Namun, meski lebih “berbudaya”, penaklukan Yunani tetaplah dominasi. Kota-kota dipaksa mengadopsi budaya Yunani, agama-agama lokal ditekan, elit pribumi diganti oleh gubernur Yunani.
Ciri khas Yunani: penaklukan berarti dominasi budaya. Orang boleh hidup, tapi harus mengadopsi “jiwa Yunani”.
---
3. Romawi: Penaklukan dengan Besi dan Jalan Raya
Bangsa Romawi dikenal dengan militernya yang disiplin. Ketika mereka menaklukkan Yerusalem (70 M), Jenderal Titus memimpin pengepungan berbulan-bulan. Bait Suci Kedua dihancurkan, lebih dari 100.000 orang terbunuh.
Romawi membangun kota dengan jalan raya, amfiteater, aquaduct, dan hukum. Tapi semua itu berbalut penindasan. Penduduk asli dijadikan warga kelas dua, pajak tinggi dipungut untuk membiayai ambisi imperium.
Ciri khas Romawi: penaklukan berarti integrasi dalam mesin imperium. Kota dibangun, tapi rakyat ditundukkan dengan pajak dan kekuatan besi.
---
4. Persia: Penaklukan dengan Dendam
Persia Sasaniyah merebut Yerusalem tahun 614 M di bawah Raja Khosrow II. Mereka masuk dengan dukungan sebagian Yahudi, yang saat itu membalas dendam pada Bizantium Kristen. Puluhan ribu orang Kristen dibantai, Relik Salib Agung dirampas.
Persia tidak membangun kota itu; mereka hanya ingin menunjukkan kekuatan, menegaskan dendam keagamaan.

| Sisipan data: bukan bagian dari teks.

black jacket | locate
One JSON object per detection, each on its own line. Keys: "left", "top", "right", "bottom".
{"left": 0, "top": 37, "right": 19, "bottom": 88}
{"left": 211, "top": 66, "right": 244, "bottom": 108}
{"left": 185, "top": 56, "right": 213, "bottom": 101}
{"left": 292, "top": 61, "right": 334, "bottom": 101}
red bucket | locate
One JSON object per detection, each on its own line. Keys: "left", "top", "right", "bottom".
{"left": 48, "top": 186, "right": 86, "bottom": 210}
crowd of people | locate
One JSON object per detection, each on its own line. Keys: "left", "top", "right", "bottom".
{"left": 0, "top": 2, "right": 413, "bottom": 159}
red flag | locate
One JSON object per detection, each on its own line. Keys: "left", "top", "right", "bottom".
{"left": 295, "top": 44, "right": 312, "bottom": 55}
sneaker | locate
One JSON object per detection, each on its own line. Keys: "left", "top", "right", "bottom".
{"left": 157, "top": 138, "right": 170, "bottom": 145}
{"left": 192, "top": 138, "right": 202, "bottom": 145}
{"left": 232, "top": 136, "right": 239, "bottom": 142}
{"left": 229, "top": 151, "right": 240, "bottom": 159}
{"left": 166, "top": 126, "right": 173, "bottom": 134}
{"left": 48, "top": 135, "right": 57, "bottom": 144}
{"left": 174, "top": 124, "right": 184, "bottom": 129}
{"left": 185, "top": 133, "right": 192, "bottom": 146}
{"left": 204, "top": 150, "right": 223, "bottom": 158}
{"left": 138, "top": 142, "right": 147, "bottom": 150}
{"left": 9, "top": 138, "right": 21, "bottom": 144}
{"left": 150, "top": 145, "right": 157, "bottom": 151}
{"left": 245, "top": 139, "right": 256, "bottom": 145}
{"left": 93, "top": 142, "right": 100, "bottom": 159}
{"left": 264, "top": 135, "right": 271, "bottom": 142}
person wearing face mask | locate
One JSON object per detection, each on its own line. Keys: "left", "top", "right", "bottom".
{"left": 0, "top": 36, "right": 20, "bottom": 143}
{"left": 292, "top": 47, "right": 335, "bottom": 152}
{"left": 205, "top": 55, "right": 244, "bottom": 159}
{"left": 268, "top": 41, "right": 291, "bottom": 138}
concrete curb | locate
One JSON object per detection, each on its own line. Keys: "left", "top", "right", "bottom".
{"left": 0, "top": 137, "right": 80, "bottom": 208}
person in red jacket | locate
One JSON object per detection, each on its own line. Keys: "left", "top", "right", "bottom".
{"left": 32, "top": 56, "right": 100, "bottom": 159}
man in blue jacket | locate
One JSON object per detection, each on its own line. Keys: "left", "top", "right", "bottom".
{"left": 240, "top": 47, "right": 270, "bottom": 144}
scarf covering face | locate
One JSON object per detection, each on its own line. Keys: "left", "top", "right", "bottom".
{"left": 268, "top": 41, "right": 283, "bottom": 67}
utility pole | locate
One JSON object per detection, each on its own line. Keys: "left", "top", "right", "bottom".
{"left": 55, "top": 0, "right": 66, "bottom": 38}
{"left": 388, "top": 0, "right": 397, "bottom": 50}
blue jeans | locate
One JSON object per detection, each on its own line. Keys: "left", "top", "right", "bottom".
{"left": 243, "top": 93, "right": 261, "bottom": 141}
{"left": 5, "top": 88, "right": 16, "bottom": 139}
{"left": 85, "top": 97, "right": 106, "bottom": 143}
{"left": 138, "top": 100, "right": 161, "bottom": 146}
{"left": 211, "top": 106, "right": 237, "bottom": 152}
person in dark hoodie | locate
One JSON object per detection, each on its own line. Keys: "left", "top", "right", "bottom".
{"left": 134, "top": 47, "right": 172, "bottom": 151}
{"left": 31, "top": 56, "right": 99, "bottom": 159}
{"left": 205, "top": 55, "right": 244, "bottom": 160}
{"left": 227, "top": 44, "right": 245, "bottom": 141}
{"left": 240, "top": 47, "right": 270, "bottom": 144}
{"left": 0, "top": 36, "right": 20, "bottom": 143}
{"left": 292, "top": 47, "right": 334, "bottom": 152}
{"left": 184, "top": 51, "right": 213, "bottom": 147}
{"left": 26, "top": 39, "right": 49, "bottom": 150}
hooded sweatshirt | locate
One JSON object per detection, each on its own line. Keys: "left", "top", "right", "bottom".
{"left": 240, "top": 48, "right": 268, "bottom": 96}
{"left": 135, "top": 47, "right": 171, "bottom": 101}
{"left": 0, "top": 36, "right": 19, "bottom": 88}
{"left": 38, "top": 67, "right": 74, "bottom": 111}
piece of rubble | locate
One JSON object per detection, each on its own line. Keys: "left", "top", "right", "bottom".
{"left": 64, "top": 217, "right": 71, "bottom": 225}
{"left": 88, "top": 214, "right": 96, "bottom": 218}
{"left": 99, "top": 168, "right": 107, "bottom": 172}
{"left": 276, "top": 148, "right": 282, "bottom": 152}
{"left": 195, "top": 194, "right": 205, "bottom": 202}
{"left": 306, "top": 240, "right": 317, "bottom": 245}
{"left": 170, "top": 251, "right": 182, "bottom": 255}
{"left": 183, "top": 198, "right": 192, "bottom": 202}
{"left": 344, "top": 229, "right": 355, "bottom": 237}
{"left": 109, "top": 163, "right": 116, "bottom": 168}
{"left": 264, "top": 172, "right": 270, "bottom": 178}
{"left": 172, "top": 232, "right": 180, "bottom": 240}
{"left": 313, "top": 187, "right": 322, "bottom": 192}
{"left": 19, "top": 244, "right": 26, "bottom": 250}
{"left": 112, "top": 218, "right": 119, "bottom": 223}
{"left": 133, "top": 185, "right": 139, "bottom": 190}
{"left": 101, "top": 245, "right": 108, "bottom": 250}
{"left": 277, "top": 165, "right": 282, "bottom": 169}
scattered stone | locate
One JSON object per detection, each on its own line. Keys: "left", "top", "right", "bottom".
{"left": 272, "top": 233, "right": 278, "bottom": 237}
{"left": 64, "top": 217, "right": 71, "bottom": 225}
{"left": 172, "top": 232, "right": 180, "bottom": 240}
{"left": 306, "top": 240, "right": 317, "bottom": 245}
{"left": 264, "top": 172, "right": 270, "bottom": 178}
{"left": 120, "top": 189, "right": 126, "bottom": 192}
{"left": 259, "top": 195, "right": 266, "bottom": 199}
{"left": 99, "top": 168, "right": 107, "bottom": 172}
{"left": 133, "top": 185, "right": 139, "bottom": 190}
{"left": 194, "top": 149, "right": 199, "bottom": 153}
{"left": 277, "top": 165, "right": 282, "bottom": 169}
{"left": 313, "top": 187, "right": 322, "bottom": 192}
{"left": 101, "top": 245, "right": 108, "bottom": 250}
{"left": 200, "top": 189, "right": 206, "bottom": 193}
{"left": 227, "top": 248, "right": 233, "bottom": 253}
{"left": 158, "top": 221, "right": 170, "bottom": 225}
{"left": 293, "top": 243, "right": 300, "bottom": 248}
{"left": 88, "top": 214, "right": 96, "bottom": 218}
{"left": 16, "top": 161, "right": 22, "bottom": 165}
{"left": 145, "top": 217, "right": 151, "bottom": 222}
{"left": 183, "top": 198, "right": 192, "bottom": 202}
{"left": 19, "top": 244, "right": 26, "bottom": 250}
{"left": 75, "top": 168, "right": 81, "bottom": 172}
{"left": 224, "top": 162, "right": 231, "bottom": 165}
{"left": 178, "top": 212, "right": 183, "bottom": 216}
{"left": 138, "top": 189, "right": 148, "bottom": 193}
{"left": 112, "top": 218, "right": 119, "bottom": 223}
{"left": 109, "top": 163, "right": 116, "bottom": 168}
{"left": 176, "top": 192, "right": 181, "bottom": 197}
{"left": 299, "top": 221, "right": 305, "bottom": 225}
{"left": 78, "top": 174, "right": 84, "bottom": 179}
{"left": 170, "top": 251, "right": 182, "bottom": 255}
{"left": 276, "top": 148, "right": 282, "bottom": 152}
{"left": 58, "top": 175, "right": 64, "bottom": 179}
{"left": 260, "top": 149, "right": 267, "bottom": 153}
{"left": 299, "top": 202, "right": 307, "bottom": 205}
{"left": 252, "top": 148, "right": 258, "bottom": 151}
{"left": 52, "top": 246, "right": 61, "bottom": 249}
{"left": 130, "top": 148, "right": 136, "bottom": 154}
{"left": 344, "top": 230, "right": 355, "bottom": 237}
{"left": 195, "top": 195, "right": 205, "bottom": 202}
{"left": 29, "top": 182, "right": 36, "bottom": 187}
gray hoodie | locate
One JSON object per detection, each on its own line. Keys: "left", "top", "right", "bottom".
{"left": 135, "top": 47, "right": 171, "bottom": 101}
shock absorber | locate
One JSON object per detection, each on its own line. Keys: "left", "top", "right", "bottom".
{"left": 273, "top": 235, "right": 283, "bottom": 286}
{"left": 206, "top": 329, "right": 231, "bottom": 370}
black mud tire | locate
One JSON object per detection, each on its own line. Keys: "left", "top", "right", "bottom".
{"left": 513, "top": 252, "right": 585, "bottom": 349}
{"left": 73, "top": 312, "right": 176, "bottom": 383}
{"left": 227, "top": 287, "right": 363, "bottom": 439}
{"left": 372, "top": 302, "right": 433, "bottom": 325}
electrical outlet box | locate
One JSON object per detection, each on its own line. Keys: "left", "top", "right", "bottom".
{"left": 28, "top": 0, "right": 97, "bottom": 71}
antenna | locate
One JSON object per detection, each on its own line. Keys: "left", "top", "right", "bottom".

Ciri khas Persia: penaklukan berarti balas dendam. Mereka masuk dengan darah dan meninggalkan luka.
---
5. Cina: Penaklukan dengan Tribut dan Sentralisasi
Bangsa Cina sejak Dinasti Qin dan Han menaklukkan wilayah dengan cara berbeda. Mereka jarang menghancurkan total, tetapi memasukkan wilayah baru ke dalam sistem tribut. Setiap raja lokal harus datang memberi upeti, tanda tunduk pada “Putra Langit” di Tiongkok.
Namun, siapa yang melawan akan ditindas habis-habisan. Lihat bagaimana Dinasti Qing menaklukkan Tibet atau Turkestan Timur: dengan memaksa integrasi budaya, bahasa, bahkan agama.
Ciri khas Cina: penaklukan berarti subordinasi dalam sistem tribut. Kota boleh berdiri, asal tunduk pada Kaisar.
---
6. Eropa: Penaklukan dengan Kolonialisme dan Ekonomi
Bangsa Eropa, terutama sejak abad ke-15, menaklukkan dunia dengan kapal dan meriam. Portugis di Malaka (1511), Spanyol di Amerika (1492), Belanda di Nusantara (1600-an), Inggris di India (1757).
Mereka jarang menghancurkan total kota, tapi merampas ekonomi: rempah, emas, kapas, gula, bahkan manusia (perbudakan). Kota-kota dibiarkan hidup, tapi hanya sebagai mesin produksi bagi imperium Eropa.
Ciri khas Eropa: penaklukan berarti kolonisasi dan eksploitasi ekonomi. Mereka meninggalkan rel kereta, tapi merampas kekayaan tanah.
---
7. Islam: Membebaskan dengan Rahmat
Berbeda dengan semuanya, Islam hadir bukan sekadar menaklukkan. Rasulullah ï·º bersabda:
> “Sesungguhnya aku diutus tidak lain hanyalah untuk menyempurnakan akhlak mulia.” (HR. Ahmad).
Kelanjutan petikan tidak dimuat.